Elle avait ouvert son cadeau et découvert une bague de fiançailles. Elle avait compris.

Christian reprit :

 — “Veux-tu devenir ma femme, mon amour ?”

Ariane éclata de joie et ria, ria, ria.

— “Je le suis depuis la 1re seconde où je t’ai croisée, imbécile. Car je t’aime. Et, oui, oui, oui, épouse-moi.”

Christian se releva et cria

 – “ELLE A DIT OUIIIIIIIII”

Les sirènes du bateau sonnèrent à tue-tête, tous applaudissaient et un marin apporta les verres de champagne aux futurs jeunes époux. Christian leva son verre : “Santé”, Ariane pleura de joie, ainsi que quelques vieilles dames et tout le bateau trinquait. »

— « Voilà leur dernière journée, car ensuite elle fut fauchée par le destin. » Conclut Alain.

 

 

CHAPITRE IX 

 

extrait: (de l'action)

 

Il y eut des bruits, des cris, de la fumée. Des pas de bottes s’approchaient de la porte.

Alain cria :

— « Ici, dépêche-toi »

— « Mais ???? » Tenta de demander la femme

— « Ne vous inquiétez pas, c’est lui, je le savais, » coupa Alain

La porte défoncée laissa apparaitre notre héros.

— « Alors, tu en as mis du temps, » plaisanta Alain

— « Tiens, sourit Christian, je croyais que tu trouverais quelque chose de plus inattendu à dire. Dans le genre à quelle heure mange-t-on ? Allez dépêchez vous, sortez ! »

Il avait coupé leurs liens. Il resta derrière eux et avec une bombe à peinture rouge, barbouilla les murs de slogans libérateurs et jeta une poignée de tracts.

— « Je suppose que tu as été autorisé en haut lieu ? », ironisa Alain.

— « Bien sûr, c’est pour cela que je m’amuse à refaire la déco et que j’ai un homme de mon commando qui a investi le central de communication de la police. »

— « Haaa je me disais aussi ».

— « Comment saviez-vous qu’il viendrait ? demanda Christelle, en commençant à courir dans les couloirs de l’ambassade. »

— « Il n’a pas entièrement changé, il ne laisse jamais tomber un ami, quoique cela puisse lui en coûter. »

L’ambassade était recouverte de slogans libérateurs et partout les tracts parlaient d’un Front de libération, groupuscule qui venait de naître quelques heures auparavant dans l’esprit de Christian.

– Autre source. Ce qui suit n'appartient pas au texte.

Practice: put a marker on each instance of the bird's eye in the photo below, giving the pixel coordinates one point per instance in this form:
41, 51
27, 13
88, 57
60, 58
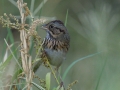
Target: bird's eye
51, 26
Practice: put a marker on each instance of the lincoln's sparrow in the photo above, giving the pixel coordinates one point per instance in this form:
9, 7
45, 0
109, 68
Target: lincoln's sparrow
56, 42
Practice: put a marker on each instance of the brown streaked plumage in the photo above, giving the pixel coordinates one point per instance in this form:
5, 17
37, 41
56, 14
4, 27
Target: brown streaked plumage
56, 43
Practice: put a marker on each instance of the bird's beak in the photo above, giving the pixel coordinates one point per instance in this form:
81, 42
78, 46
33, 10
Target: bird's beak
44, 27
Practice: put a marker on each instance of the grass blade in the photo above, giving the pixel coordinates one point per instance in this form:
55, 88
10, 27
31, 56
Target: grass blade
66, 18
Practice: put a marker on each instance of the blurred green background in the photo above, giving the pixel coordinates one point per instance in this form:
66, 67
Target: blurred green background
94, 26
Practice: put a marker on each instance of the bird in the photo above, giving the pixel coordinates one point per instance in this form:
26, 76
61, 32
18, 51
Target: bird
56, 43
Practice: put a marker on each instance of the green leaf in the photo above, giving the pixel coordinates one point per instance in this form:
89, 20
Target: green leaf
48, 80
7, 61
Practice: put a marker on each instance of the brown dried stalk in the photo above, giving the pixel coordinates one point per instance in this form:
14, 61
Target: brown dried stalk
26, 59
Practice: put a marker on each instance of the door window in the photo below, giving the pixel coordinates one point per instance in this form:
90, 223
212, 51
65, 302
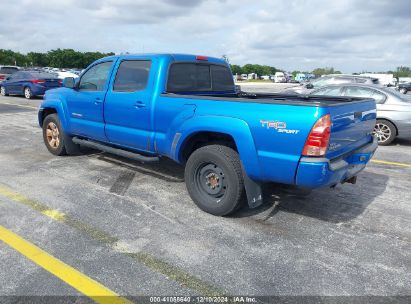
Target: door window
95, 78
132, 75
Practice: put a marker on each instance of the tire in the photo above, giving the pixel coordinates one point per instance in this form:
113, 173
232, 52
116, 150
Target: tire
385, 131
214, 179
62, 144
28, 94
3, 91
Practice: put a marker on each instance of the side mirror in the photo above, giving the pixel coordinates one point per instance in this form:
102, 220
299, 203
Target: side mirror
69, 82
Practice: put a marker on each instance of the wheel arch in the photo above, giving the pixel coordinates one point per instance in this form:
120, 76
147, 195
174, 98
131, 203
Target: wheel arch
51, 108
202, 130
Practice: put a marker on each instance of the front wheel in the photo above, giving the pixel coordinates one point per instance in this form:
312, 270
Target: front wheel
214, 179
385, 132
28, 93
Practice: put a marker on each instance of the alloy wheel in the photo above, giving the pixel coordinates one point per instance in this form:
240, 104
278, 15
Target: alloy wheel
382, 131
53, 135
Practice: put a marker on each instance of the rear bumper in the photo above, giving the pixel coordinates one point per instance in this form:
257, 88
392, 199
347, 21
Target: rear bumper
322, 172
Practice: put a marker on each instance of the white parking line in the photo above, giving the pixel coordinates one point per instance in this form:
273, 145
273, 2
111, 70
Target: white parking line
22, 106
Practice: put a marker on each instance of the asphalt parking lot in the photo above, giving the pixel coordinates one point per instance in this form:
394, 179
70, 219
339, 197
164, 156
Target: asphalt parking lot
134, 229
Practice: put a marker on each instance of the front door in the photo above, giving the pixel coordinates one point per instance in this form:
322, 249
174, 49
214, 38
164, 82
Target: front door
128, 105
86, 102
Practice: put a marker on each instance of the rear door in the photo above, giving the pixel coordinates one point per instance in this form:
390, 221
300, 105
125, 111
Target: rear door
128, 105
85, 102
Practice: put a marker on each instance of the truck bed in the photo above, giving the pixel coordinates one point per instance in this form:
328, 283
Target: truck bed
273, 98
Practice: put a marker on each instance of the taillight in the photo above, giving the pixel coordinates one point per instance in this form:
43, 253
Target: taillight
38, 81
317, 141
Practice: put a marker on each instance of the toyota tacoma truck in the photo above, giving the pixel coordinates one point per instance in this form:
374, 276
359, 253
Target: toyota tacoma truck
186, 108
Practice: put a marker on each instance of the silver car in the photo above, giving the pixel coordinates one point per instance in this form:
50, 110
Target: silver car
393, 108
307, 88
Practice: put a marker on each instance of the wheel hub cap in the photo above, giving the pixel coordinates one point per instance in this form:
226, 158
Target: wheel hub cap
382, 131
211, 180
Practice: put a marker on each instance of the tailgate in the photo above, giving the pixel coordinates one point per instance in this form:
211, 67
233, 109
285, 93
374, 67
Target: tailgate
352, 126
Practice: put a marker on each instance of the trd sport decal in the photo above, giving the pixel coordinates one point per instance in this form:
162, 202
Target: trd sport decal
280, 126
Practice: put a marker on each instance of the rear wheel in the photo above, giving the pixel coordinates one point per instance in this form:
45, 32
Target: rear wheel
3, 91
28, 93
385, 132
214, 179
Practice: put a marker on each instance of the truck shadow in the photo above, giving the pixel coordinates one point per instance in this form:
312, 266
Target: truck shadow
166, 169
341, 204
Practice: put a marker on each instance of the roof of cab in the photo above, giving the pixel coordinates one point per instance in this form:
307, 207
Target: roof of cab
175, 57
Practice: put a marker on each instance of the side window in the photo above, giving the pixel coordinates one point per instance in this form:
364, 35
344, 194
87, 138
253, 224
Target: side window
189, 77
379, 97
132, 75
96, 77
358, 92
221, 78
334, 91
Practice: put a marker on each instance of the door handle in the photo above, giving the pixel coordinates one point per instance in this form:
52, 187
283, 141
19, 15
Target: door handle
139, 104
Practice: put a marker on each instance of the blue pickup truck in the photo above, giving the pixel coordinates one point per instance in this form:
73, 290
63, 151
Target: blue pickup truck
187, 108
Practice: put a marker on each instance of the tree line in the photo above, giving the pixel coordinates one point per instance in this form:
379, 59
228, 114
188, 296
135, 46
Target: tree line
69, 58
59, 58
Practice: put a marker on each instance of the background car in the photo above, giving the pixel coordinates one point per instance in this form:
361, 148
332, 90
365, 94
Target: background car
7, 70
62, 75
307, 88
393, 108
29, 83
405, 87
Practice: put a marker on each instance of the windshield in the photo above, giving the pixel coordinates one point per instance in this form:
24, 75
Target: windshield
319, 82
42, 75
397, 94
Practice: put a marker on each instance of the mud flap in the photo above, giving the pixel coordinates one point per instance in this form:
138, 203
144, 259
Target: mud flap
253, 190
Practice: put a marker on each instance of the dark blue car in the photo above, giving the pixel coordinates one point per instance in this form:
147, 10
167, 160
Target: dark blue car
29, 83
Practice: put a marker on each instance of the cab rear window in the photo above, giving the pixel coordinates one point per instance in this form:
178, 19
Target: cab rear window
199, 77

— « Alors tu nous as retrouvés comment, grand couillon ? » Plaisanta Alain.

 Christian sourit.

— « Tu m’as fait livrer le comité des fêtes à domicile. Et ne me dis pas que tu l’ignorais ? »

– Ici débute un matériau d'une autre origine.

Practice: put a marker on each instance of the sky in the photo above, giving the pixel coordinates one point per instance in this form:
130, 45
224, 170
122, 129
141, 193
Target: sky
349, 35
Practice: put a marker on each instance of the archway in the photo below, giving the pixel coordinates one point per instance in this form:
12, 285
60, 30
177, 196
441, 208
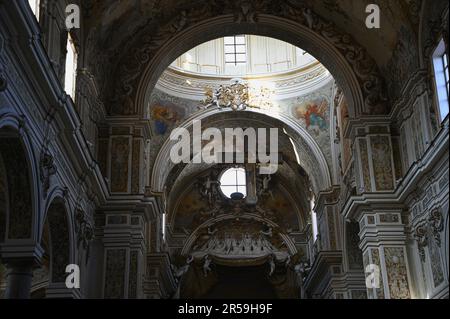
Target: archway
320, 174
297, 24
21, 204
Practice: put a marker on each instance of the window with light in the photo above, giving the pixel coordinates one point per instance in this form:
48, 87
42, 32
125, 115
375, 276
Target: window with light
71, 68
34, 5
233, 180
235, 50
440, 64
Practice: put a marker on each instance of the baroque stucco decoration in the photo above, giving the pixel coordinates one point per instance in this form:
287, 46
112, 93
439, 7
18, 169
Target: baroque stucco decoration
148, 49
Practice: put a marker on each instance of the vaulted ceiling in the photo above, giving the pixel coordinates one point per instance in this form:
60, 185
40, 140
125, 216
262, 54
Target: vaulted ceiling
116, 31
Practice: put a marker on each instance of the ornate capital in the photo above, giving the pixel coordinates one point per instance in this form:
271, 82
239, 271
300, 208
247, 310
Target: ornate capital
436, 221
422, 241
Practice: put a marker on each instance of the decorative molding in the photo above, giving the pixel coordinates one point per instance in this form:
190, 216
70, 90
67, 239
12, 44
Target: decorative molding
436, 221
149, 45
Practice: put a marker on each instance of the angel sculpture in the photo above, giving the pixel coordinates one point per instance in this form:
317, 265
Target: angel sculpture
179, 272
272, 265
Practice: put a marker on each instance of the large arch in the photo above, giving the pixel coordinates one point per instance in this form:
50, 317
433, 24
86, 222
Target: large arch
321, 178
61, 238
351, 65
23, 187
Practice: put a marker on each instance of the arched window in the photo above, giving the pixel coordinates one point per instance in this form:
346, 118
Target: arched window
71, 67
233, 181
34, 5
235, 50
440, 65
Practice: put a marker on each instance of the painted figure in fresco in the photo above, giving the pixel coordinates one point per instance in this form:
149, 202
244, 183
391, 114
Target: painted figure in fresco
313, 113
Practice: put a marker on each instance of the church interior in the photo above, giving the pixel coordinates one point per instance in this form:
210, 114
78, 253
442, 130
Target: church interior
93, 205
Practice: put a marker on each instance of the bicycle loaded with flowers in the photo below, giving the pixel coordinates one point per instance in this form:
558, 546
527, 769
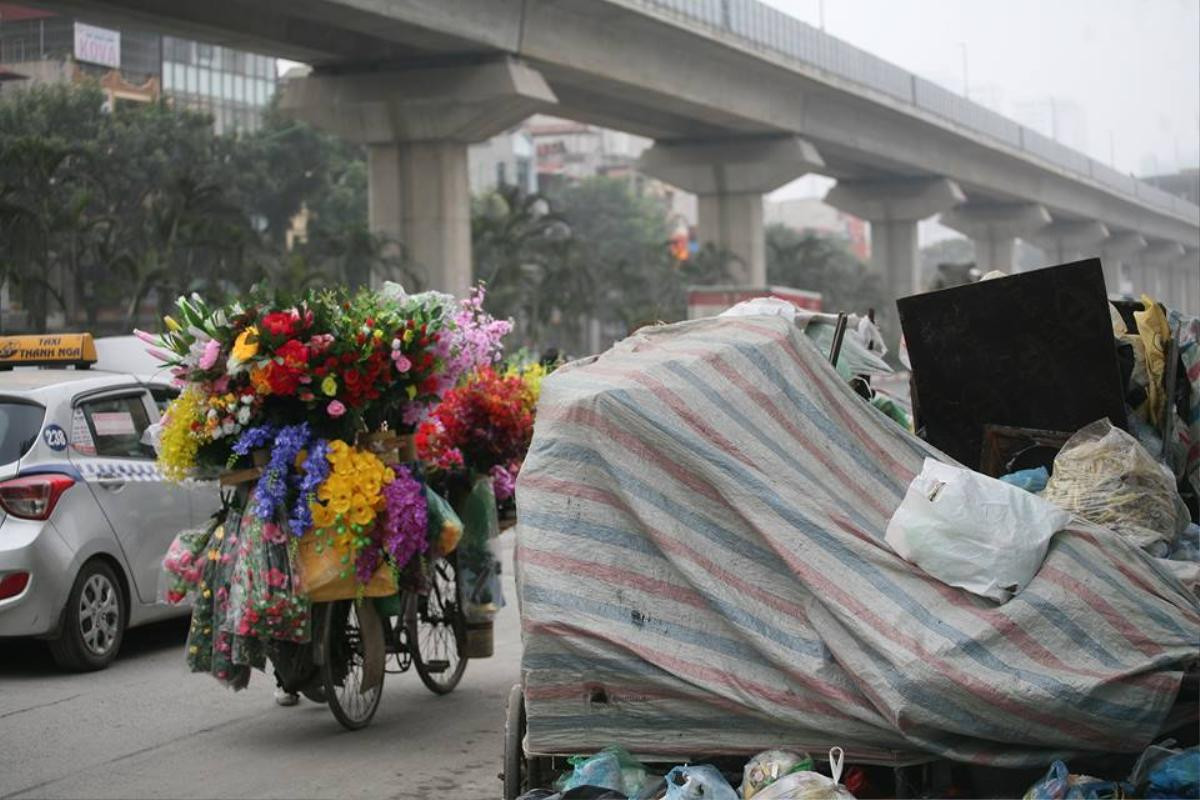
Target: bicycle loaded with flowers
306, 408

— « Oui ! Mais j’étais un peu attaché, là. Pas simple pour te biper. » Ironisa Alain.

Il savait que Chris ne lui en voulait pas.

Chris expliqua :

— « Ils sont arrivés à cinq dans la boite de nuit où je les attendais déjà depuis quelques jours. Je savais que c’était chaud, et que ça allait merder quelque part. Bon ! Le plus dur a été d’en garder en vie, car dans ces cas-là, ça va vite et ce n’est que dans les films que l’on prend le temps de blesser les méchants. J’ai quand même réussi à en attacher un, presque pas mort. »

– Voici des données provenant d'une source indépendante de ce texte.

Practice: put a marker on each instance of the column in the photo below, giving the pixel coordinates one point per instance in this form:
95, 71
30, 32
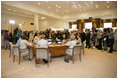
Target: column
36, 22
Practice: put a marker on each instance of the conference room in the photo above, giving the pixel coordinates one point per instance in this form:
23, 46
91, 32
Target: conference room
59, 39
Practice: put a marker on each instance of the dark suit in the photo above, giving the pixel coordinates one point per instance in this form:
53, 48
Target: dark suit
88, 39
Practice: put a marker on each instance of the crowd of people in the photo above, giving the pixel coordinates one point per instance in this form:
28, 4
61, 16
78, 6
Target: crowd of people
102, 40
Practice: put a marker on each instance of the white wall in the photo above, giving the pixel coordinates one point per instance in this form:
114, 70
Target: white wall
43, 24
18, 20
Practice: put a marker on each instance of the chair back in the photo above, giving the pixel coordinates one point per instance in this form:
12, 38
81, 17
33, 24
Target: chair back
16, 50
76, 50
42, 52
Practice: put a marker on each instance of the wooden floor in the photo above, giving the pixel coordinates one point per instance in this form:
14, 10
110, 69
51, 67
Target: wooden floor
94, 64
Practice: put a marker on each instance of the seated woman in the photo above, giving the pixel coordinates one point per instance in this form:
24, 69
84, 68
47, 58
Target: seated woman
71, 44
24, 44
43, 43
64, 39
78, 40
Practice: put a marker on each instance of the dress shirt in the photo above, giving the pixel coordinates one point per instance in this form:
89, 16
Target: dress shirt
42, 43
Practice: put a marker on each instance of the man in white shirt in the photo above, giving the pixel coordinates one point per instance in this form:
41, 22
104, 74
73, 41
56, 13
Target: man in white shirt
23, 45
43, 43
71, 44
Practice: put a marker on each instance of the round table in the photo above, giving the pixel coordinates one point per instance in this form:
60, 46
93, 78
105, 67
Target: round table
56, 50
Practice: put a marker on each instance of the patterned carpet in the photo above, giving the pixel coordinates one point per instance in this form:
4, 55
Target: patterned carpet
94, 64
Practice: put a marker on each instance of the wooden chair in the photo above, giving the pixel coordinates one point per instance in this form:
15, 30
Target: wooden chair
76, 50
43, 53
20, 52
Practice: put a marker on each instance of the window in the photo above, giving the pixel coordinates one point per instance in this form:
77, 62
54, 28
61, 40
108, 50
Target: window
107, 25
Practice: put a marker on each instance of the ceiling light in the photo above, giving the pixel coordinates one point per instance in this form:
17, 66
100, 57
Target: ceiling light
97, 6
59, 7
107, 6
91, 2
107, 2
39, 3
49, 7
42, 17
84, 10
56, 5
9, 9
30, 14
14, 10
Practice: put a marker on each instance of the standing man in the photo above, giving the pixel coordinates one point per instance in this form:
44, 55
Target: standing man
88, 38
6, 38
111, 40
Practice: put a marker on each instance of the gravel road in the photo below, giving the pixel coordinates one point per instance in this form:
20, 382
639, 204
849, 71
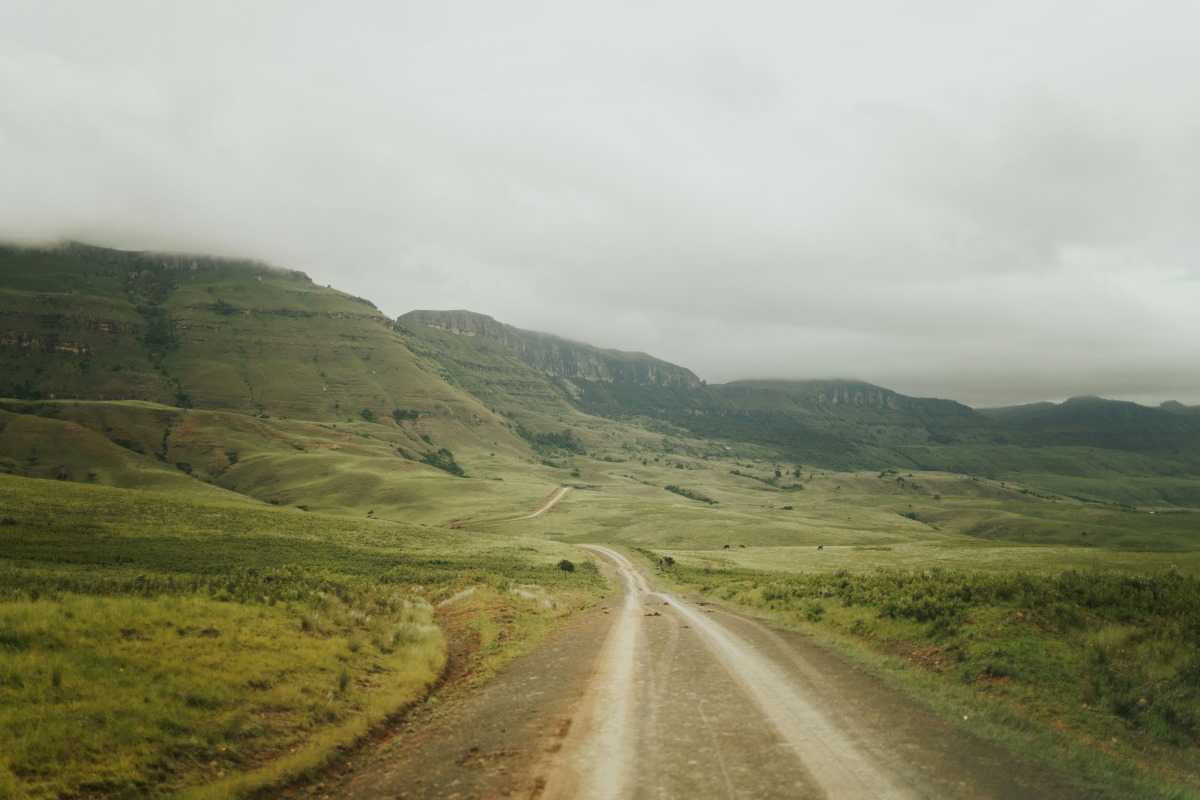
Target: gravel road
657, 696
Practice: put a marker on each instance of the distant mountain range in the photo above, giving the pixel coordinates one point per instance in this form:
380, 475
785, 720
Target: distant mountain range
245, 338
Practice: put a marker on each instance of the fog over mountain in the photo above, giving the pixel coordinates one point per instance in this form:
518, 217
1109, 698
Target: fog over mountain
991, 203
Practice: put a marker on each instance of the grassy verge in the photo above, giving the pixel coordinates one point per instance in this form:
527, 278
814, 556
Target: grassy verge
1095, 673
155, 644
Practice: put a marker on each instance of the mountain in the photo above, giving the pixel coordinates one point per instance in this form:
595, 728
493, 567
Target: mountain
1171, 429
567, 362
223, 371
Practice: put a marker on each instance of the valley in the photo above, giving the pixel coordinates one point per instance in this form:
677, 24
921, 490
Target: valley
249, 524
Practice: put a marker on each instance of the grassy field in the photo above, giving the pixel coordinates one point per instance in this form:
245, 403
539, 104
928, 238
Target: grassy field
1095, 674
154, 643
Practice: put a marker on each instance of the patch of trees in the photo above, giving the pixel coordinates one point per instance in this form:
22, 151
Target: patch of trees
552, 441
444, 461
690, 494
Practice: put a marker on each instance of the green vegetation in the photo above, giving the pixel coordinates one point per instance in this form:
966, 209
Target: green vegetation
1103, 657
688, 493
443, 459
1038, 563
150, 642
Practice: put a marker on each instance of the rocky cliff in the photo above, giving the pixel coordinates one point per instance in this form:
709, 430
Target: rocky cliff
832, 394
558, 358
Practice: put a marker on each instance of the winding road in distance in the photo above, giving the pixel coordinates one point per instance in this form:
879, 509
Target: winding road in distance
655, 696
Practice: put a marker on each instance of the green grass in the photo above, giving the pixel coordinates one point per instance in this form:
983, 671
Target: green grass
1095, 672
151, 642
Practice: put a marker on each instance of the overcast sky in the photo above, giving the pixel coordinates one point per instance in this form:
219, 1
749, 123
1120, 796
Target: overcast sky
988, 202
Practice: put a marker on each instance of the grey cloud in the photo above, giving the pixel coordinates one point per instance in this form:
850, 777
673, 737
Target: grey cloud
994, 206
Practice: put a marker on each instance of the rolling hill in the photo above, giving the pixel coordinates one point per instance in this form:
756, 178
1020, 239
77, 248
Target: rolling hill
223, 371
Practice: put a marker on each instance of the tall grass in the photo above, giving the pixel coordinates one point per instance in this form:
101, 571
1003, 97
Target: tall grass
154, 644
1103, 657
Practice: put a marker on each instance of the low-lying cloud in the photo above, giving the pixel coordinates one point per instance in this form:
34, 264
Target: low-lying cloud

Alain riait imaginant facilement la scène et coupa.

— « Je suppose que tu voulais les remercier d’avoir commencé le bal ? »

— « Oui ! Et savoir où allait se dérouler la suite des festivités, continua Chris, heureusement que le couillon que j’avais attaché après avoir admiré ses tripes sur le sol a tout détaillé en chantant. Ta capture, celle de la femme. Votre séjour à l’ambassade. Et aussi, tout, sur l’équipe qui attaquait la Centrale Atomique »

— « Merde, coupa Alain, c’est ça notre priorité, faut y aller au plus vite »

— « J’y suis passé avant avec mes commandos, pendant qu’on imprimait ces tracts. J’ai dû faire ça très vite pour venir te sauver. Il y reste que des cadavres. J’ai tout déminé facilement puisque c’était moi qui leur avais conçu les explosifs. Maintenant, le site est gardé par toute une caserne de CRS. Alors, reste cool et pense à sauver ton cul, on n’est pas rendu »

— « Putaing ! Toi ! Il fallait t’inventer, déconna encore Alain, et je vois que tu as tout prévu ici aussi »

— « Hi, hi, hi, tes grands chefs voulaient te laisser crever ici, mais comme il y a une dame avec toi je me devais d’être galant. Alors j’ai fait appel à un groupe révolutionnaire du pays, tant qu’ils se tapent entre eux le gouvernement ne dira rien, » expliqua Chris.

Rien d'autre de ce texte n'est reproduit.